What's In Blue

Posted Mon 5 Oct 2015

UNOWA head Mohammed Ibn Chambas to brief on Burkina Faso

Tomorrow morning (6 October), Council members will discuss developments in Burkina Faso under “any other business” following consultations on Mali. Mohammed Ibn Chambas, the head of the UN Office for West Africa (UNOWA), will brief via video-teleconference from Dakar. The main purpose of tomorrow’s briefing is to update Council members. Members last met on Burkina Faso when Under-Secretary-General for Political Affairs Jeffrey Feltman briefed on 17 September following the coup staged the previous day by the Presidential Security Regiment (RSP), an elite 1,200 member unit created under former president Blaise Compaoré. Members issued a press statement after the meeting, their second in two days on the situation, expressing their readiness to consider further steps against the coup perpetrators (SC/12051).

Since the Council’s last briefing on Burkina Faso, the transitional authorities have been reinstalled. The Burkina Faso military, which other than the RSP remained loyal to the transitional government, advanced on the capital after the coup and entered Ouagadougou on 22 September. Meanwhile, ECOWAS was very engaged in brokering a solution. Its chairman, Senegalese President Macky Sall first visited the country from 18 to 20 September. On 22 September, an extraordinary session of ECOWAS heads of states (in which Chambas participated) held in Abuja decided to deploy a delegation of West African leaders to Burkina Faso the next day, while asking the AU to forgo imposing sanctions that were about to go into effect. Following a deal reached the evening of 22 September between Burkinabe actors, transitional president Michel Kafando was reinstated on 23 September. Council members issued a press statement on 24 September welcoming the reinstatement of Kafando and of the transitional authorities (SC/12057). The situation, however, remained potentially volatile. A number of RSP members refused to disarm after the government issued a decree dissolving the unit. On 28 September, the military raided their base and captured the remaining RSP members. Coup leader General Diendêré surrendered on 1 October. According to the government, 11 people were killed and 271 injured as a result of the coup, mostly during protests.
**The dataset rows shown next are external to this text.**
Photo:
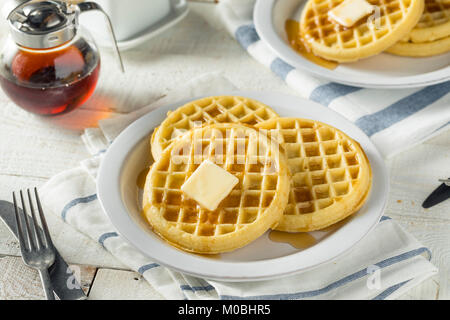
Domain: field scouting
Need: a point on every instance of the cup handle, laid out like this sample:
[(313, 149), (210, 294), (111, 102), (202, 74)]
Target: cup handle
[(89, 6)]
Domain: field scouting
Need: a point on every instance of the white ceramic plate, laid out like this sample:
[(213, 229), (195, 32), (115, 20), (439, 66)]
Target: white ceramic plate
[(261, 259), (381, 71)]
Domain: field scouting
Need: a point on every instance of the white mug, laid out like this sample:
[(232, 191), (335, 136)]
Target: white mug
[(129, 17)]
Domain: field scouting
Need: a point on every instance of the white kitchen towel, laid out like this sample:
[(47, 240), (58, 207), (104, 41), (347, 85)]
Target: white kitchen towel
[(384, 265), (403, 118)]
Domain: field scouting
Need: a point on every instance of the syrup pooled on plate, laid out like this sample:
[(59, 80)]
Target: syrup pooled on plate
[(299, 240), (293, 33)]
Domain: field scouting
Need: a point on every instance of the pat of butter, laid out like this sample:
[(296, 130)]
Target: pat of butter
[(209, 185), (350, 11)]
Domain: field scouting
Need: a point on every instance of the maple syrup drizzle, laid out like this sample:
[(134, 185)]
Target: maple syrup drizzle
[(292, 28), (140, 181), (299, 240)]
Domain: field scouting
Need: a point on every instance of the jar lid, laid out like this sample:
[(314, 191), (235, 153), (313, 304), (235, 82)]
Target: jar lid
[(44, 24)]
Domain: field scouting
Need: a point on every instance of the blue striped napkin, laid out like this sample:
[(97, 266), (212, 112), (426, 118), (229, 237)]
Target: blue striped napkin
[(393, 119), (384, 265)]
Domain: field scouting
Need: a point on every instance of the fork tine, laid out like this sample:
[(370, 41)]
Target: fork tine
[(47, 237), (36, 232), (22, 242), (27, 224)]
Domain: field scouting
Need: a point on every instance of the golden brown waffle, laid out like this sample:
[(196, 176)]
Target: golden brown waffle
[(331, 176), (218, 109), (255, 204), (367, 37), (434, 24), (431, 36)]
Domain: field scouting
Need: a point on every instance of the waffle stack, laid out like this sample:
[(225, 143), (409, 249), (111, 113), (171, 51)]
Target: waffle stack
[(289, 174), (431, 35), (402, 27)]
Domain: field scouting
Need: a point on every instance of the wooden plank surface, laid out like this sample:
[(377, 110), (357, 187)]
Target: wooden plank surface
[(33, 149)]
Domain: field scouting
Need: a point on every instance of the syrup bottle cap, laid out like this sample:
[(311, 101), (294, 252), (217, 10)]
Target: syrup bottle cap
[(45, 24)]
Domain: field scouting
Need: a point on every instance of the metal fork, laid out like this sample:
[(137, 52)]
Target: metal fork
[(36, 245)]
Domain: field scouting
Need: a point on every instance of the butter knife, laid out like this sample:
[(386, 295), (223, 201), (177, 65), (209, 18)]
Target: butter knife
[(65, 285), (440, 194)]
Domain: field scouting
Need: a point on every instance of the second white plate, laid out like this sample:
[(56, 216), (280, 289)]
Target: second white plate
[(129, 155), (384, 71)]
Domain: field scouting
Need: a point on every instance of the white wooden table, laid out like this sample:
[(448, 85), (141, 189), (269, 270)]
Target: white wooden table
[(33, 149)]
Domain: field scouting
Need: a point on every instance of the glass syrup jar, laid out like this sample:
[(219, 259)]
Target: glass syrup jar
[(49, 64)]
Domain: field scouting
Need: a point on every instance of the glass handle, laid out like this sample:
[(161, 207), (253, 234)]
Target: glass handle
[(89, 6)]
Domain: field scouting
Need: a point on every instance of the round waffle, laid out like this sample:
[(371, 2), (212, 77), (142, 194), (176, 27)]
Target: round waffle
[(254, 205), (331, 176), (431, 36), (218, 109), (434, 24), (367, 37)]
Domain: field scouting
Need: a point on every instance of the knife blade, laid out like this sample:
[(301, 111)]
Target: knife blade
[(441, 193), (65, 285)]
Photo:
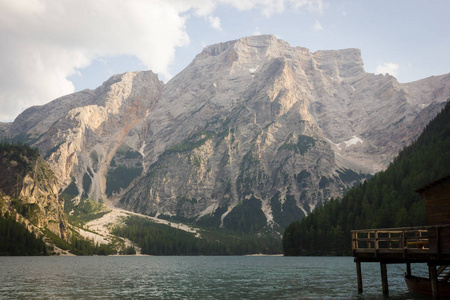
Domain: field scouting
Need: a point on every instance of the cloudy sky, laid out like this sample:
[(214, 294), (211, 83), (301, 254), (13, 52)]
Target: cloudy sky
[(50, 48)]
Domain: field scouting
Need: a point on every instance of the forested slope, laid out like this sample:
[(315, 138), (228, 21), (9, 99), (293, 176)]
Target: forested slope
[(386, 200)]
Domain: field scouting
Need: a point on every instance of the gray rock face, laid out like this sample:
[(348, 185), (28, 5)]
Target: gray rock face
[(29, 193), (251, 125)]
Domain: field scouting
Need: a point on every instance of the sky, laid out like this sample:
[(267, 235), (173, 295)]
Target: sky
[(51, 48)]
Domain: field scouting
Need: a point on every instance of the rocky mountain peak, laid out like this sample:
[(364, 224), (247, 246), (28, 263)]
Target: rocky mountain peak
[(252, 122)]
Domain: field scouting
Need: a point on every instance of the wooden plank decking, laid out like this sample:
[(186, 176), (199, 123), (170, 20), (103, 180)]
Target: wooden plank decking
[(427, 244)]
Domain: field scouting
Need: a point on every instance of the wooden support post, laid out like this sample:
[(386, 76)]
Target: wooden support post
[(433, 277), (384, 282), (408, 268), (358, 275)]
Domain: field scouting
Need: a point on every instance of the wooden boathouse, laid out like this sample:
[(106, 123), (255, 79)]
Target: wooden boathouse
[(407, 245)]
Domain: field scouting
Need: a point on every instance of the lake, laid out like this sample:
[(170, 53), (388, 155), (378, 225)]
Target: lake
[(194, 277)]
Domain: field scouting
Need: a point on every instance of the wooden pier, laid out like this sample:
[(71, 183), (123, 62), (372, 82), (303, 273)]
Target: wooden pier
[(407, 245), (404, 245)]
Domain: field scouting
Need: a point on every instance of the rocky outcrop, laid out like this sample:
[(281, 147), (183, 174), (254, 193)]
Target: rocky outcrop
[(29, 191), (250, 126)]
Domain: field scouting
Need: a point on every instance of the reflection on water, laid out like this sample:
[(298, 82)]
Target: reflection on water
[(199, 277)]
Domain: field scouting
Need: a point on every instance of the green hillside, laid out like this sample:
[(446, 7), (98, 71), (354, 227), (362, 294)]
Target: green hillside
[(386, 200)]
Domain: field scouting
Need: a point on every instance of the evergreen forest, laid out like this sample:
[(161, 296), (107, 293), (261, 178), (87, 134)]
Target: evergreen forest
[(386, 200), (160, 239), (15, 239)]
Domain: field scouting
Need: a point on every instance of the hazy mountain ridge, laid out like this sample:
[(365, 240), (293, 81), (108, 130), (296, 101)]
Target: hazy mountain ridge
[(248, 119)]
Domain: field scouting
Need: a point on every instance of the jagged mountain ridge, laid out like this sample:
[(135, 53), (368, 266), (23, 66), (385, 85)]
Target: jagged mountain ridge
[(248, 121)]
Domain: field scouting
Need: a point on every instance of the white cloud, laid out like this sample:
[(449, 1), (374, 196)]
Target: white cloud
[(214, 22), (43, 42), (387, 68), (317, 26), (270, 7)]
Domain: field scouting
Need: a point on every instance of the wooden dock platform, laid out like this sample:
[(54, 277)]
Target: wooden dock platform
[(427, 244)]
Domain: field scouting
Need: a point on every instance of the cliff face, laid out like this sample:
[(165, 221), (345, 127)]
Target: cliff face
[(250, 125), (29, 191)]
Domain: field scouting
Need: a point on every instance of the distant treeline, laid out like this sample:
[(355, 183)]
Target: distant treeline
[(159, 239), (15, 239), (386, 200)]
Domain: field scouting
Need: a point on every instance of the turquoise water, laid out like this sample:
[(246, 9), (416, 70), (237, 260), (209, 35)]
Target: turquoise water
[(194, 277)]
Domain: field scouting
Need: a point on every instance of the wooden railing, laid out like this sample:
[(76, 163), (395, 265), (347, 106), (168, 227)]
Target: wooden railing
[(391, 239)]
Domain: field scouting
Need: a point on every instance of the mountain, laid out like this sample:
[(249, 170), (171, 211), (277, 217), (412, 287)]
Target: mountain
[(29, 196), (253, 132), (385, 201)]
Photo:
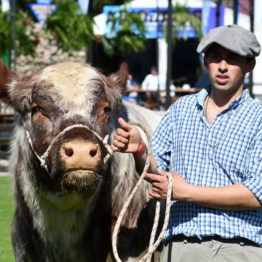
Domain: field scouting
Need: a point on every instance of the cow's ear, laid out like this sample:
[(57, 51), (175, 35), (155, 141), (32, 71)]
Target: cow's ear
[(6, 76), (120, 79), (20, 91)]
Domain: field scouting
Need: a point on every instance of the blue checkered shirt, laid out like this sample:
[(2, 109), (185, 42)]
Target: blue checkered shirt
[(226, 152)]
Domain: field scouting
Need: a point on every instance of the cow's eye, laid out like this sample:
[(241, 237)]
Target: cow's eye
[(107, 110), (35, 109)]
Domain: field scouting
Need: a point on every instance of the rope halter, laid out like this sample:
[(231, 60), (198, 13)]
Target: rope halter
[(153, 242), (43, 158)]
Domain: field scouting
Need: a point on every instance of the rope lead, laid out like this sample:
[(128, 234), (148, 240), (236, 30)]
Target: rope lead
[(152, 245)]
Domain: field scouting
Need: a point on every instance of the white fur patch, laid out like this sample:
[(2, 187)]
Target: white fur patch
[(69, 80)]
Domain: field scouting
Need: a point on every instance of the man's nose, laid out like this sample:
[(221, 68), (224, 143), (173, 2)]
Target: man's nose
[(223, 65)]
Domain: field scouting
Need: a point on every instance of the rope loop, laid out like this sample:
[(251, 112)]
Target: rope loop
[(153, 244)]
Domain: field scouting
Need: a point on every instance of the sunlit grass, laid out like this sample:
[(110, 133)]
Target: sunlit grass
[(6, 215)]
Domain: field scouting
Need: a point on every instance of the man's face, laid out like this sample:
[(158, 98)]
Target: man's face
[(226, 69)]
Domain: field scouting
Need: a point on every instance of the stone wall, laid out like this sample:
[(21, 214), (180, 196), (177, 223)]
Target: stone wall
[(46, 53)]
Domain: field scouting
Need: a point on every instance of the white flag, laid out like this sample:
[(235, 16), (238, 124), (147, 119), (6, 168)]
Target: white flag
[(5, 5)]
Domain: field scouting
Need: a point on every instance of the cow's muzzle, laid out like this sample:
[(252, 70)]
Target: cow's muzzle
[(72, 155)]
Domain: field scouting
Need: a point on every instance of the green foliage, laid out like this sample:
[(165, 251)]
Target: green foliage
[(25, 38), (6, 215), (181, 19), (71, 29), (97, 5), (128, 31)]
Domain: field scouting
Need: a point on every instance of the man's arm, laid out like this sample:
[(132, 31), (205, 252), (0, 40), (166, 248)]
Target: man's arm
[(234, 197)]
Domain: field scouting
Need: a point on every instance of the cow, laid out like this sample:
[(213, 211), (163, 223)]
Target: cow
[(69, 187)]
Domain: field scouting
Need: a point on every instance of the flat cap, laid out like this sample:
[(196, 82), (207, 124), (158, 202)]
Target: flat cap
[(233, 38)]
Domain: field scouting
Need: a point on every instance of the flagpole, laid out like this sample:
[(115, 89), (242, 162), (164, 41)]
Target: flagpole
[(13, 17)]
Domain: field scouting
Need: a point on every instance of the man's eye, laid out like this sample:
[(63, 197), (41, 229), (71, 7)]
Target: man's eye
[(107, 110)]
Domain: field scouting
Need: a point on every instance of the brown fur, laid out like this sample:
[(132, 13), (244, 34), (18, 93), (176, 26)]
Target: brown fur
[(63, 213)]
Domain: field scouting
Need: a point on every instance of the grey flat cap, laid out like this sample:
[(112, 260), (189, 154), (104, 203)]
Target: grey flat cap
[(233, 38)]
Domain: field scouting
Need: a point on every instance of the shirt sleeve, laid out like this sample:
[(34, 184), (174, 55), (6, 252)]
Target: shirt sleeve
[(253, 179), (162, 140)]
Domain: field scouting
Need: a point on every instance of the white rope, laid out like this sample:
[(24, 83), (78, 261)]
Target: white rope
[(152, 245)]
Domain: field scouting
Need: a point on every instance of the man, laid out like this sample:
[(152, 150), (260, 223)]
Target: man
[(211, 143)]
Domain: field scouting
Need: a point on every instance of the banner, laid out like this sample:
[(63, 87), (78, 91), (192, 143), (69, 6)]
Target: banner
[(155, 20)]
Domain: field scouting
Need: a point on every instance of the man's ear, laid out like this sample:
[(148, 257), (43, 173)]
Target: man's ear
[(251, 65), (205, 61)]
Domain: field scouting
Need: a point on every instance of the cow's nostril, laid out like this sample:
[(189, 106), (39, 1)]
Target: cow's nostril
[(93, 152), (69, 152)]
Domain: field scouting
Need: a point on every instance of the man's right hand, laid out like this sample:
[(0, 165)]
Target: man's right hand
[(127, 138)]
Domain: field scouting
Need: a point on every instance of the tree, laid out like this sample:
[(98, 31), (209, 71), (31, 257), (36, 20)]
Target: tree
[(25, 38)]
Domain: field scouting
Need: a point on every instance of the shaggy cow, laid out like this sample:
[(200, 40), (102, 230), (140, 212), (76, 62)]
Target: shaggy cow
[(69, 189)]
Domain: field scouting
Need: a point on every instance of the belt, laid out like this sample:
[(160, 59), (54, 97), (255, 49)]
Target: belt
[(237, 240)]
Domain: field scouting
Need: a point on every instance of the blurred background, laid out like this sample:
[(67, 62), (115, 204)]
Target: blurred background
[(137, 34)]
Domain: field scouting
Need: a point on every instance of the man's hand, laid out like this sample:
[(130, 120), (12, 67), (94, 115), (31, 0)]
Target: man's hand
[(127, 138), (160, 185)]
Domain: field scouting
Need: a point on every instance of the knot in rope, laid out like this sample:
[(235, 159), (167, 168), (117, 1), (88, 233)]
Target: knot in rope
[(152, 243)]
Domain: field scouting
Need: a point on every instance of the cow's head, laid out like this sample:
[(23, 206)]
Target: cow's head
[(66, 110)]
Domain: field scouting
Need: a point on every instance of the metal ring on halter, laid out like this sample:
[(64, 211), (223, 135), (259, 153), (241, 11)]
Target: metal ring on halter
[(43, 158)]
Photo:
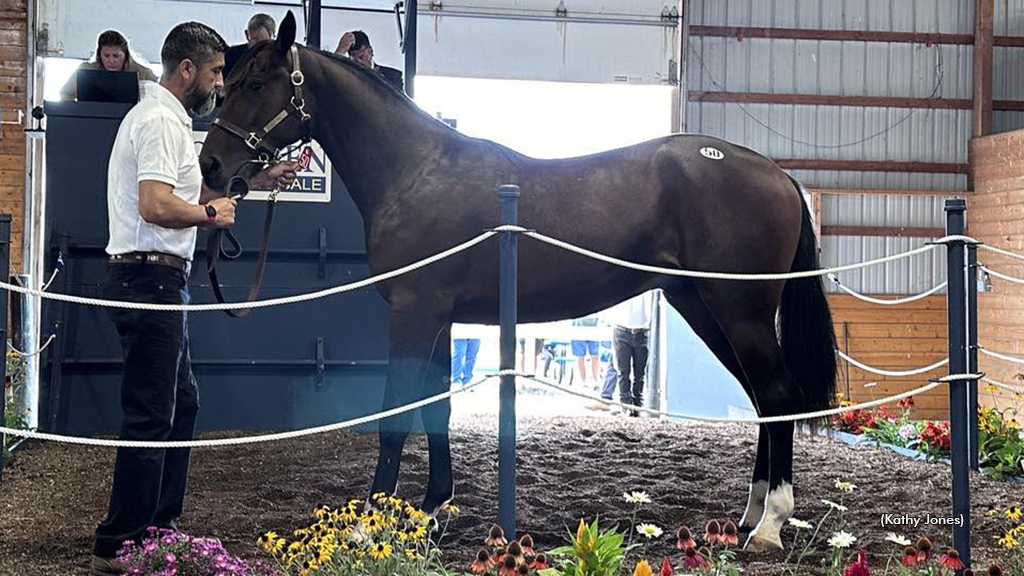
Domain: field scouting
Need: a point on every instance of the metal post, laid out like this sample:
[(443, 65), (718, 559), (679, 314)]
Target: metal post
[(410, 46), (960, 438), (4, 264), (507, 314), (972, 343)]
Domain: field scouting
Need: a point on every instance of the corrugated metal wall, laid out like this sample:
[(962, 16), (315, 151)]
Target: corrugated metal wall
[(860, 69)]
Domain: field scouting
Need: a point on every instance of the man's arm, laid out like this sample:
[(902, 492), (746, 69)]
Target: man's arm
[(158, 205)]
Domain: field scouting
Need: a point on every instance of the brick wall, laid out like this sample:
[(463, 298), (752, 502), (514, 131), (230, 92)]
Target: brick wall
[(13, 42), (995, 215), (894, 338)]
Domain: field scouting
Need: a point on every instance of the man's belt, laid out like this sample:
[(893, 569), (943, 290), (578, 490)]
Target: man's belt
[(176, 262)]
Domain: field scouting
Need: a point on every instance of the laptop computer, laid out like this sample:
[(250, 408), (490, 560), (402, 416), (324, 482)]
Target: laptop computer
[(103, 86)]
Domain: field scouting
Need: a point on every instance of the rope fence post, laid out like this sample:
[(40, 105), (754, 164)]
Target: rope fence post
[(4, 265), (972, 351), (960, 434), (508, 313)]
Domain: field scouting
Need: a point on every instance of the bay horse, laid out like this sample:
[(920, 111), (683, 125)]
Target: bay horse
[(681, 201)]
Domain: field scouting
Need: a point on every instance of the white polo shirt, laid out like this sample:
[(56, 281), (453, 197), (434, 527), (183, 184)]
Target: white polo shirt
[(154, 142)]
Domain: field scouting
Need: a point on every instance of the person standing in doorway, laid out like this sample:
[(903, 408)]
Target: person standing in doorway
[(631, 331)]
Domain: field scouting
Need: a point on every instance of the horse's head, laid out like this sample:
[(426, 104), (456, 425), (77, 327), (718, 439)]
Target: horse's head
[(265, 110)]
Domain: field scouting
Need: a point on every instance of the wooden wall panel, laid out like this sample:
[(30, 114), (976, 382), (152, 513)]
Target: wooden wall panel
[(13, 53), (995, 215), (895, 338)]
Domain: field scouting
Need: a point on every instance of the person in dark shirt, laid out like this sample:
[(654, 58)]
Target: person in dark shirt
[(355, 45), (261, 27)]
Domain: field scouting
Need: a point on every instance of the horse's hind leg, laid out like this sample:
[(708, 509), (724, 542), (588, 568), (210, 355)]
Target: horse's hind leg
[(687, 301), (440, 486), (413, 340)]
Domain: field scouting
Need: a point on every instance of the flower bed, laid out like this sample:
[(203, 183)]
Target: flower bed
[(1000, 441)]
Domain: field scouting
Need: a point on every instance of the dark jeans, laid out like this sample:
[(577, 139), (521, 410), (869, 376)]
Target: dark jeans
[(631, 356), (159, 402)]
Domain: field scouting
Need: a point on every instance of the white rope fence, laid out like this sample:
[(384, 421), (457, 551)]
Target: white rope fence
[(885, 301), (257, 303), (882, 372), (751, 420), (242, 440)]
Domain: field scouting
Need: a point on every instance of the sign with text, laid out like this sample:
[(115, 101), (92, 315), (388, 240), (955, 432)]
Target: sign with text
[(313, 181)]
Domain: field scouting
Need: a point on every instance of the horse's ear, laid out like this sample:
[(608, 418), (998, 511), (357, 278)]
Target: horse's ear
[(286, 34)]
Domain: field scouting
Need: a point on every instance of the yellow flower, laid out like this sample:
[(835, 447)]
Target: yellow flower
[(1014, 513), (1009, 541), (373, 523), (381, 550)]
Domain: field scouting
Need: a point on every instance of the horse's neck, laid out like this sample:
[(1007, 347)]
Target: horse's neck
[(377, 146)]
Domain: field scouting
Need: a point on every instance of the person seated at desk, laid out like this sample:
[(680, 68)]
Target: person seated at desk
[(355, 45), (113, 55)]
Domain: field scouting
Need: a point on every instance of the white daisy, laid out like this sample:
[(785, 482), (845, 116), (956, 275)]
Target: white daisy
[(649, 530), (845, 486), (835, 506), (636, 497), (897, 539), (842, 539)]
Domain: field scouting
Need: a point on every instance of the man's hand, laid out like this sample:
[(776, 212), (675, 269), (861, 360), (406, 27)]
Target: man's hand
[(344, 43), (281, 175), (225, 212)]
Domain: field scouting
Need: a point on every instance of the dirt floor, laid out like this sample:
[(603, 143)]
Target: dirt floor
[(52, 495)]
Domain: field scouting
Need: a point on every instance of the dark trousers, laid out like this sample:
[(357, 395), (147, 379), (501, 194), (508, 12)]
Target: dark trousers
[(159, 402), (631, 356)]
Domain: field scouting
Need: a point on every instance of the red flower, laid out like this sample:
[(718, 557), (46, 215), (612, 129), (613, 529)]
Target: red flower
[(482, 563), (858, 568), (685, 538), (924, 548), (951, 560), (509, 566), (713, 532), (909, 557), (693, 560), (730, 536)]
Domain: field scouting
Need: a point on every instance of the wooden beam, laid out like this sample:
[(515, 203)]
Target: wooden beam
[(983, 10), (849, 191), (740, 33), (873, 166), (897, 232)]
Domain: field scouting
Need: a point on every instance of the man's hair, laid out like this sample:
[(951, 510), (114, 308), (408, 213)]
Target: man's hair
[(262, 21), (193, 41), (360, 40)]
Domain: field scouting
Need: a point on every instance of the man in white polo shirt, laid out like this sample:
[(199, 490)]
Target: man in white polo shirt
[(156, 200)]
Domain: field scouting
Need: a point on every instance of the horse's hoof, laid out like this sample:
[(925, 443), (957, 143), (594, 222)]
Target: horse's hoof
[(758, 544)]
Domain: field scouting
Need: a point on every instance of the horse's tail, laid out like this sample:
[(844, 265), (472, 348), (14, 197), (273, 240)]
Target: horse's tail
[(806, 331)]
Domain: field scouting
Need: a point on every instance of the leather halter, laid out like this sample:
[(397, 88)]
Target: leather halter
[(264, 154), (257, 140)]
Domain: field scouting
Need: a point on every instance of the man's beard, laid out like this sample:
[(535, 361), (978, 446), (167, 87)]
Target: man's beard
[(200, 104)]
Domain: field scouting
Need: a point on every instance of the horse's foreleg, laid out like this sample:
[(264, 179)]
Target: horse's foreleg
[(440, 486), (412, 341)]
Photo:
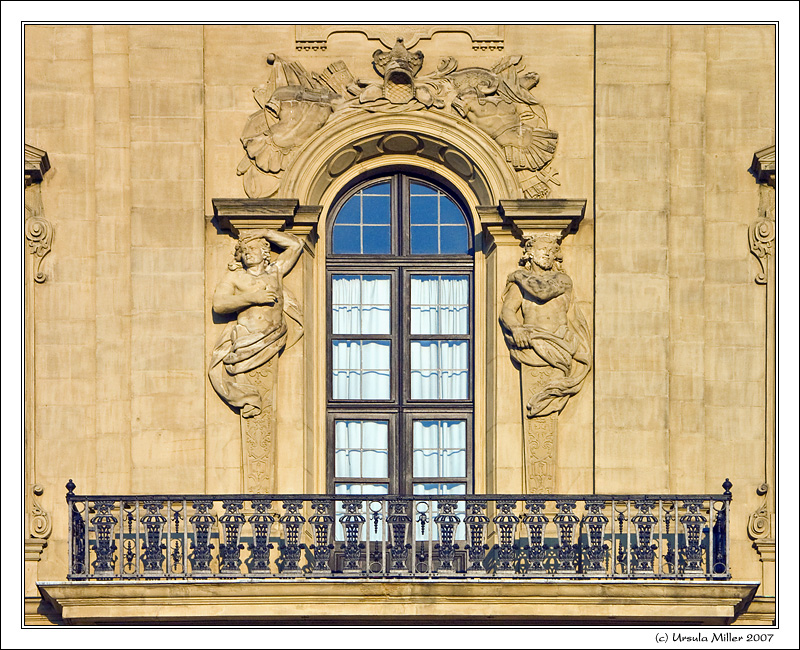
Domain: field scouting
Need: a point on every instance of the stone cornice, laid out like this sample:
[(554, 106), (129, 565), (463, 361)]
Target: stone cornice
[(689, 603), (36, 164), (524, 218), (234, 215), (764, 166)]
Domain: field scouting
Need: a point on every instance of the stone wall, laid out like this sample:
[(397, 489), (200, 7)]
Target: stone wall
[(142, 126)]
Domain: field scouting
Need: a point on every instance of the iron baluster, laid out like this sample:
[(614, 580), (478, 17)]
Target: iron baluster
[(176, 555), (77, 537), (447, 521), (476, 522), (153, 555), (261, 522), (595, 523), (721, 537), (566, 521), (535, 521), (421, 563), (104, 545), (230, 551), (322, 521), (292, 522), (692, 552), (352, 521), (506, 522), (643, 552), (622, 549), (397, 521), (672, 542), (202, 522)]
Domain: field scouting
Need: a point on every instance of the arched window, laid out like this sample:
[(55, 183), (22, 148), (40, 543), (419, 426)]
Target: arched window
[(400, 340)]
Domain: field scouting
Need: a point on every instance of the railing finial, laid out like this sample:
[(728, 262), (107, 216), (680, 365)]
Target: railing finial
[(727, 485)]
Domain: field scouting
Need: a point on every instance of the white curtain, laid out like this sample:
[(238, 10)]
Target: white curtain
[(439, 304), (440, 448), (361, 369), (439, 369), (362, 449), (361, 304)]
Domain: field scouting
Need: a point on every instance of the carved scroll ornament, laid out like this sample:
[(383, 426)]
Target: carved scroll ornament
[(295, 104), (548, 337), (761, 235), (38, 231)]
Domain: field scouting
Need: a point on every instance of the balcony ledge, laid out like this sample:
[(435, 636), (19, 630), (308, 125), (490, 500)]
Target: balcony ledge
[(400, 601)]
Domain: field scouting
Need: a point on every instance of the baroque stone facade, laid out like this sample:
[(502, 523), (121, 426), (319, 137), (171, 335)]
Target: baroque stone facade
[(656, 380)]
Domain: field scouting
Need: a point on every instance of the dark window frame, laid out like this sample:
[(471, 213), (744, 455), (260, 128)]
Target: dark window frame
[(400, 410)]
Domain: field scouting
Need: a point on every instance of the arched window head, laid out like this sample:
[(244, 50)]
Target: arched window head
[(400, 215), (400, 343)]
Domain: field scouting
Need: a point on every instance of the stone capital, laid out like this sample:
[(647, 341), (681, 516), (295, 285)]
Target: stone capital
[(531, 217), (236, 215)]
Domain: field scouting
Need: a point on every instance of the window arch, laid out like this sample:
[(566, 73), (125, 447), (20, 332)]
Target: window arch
[(400, 269)]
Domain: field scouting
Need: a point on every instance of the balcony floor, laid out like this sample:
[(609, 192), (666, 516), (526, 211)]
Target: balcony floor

In addition to covering these developments, Chambas is likely to brief on how these events now effect the transition. National elections to conclude Burkina Faso’s transition had been planned for 11 October before the coup occurred, but will now be postponed. Members are likely to ask about the electoral calendar and the issues that could still pose a risk to the transition. In this regard, some members may raise the issue of inclusivity during the upcoming elections and ask about the status of the ban on individuals participating as candidates in the elections if they had supported a constitutional amendment last year to allow Compaoré to serve a third term. The ECOWAS Court of Justice ruled in July that this ban violated their rights, and ordered the Burkina Faso government to remove all obstacles to the participation in the elections arising from the electoral code amendment.. The ban was a key grievance cited by the coup perpetrators. During his initial visit to Burkina Faso, Sall proposed a plan for reinstating the government that included lifting this prohibition. But the plan, which also included amnesty for coup leaders, generated widespread criticism and was rejected by a number of stakeholders and civil society groups.

Council members will be interested in learning details of the agreements that led to the reinstatement of the authorities, and of a 25 September decree that established a commission to identify those responsible for the coup and report within 30 days. On 26 September, Burkina Faso’s prosecutor general froze the assets of 14 individuals and three political parties. Chambas may also provide information about scheduled meetings among Burkinabe stakeholders to resolve outstanding questions, such as deciding on a new date for the elections.

Members are also expected to discuss with Chambas how the Council can support the UN’s efforts to ensure the success of the transition and holding of elections. Chambas may stress the importance of conducting elections as soon as possible in order to conclude the transition, leaving issues such as accountability over recent events to be addressed by the democratically-elected authorities. Some members are likely to stress the importance of regional and international organisations remaining engaged and maintaining pressure on authorities in this regard.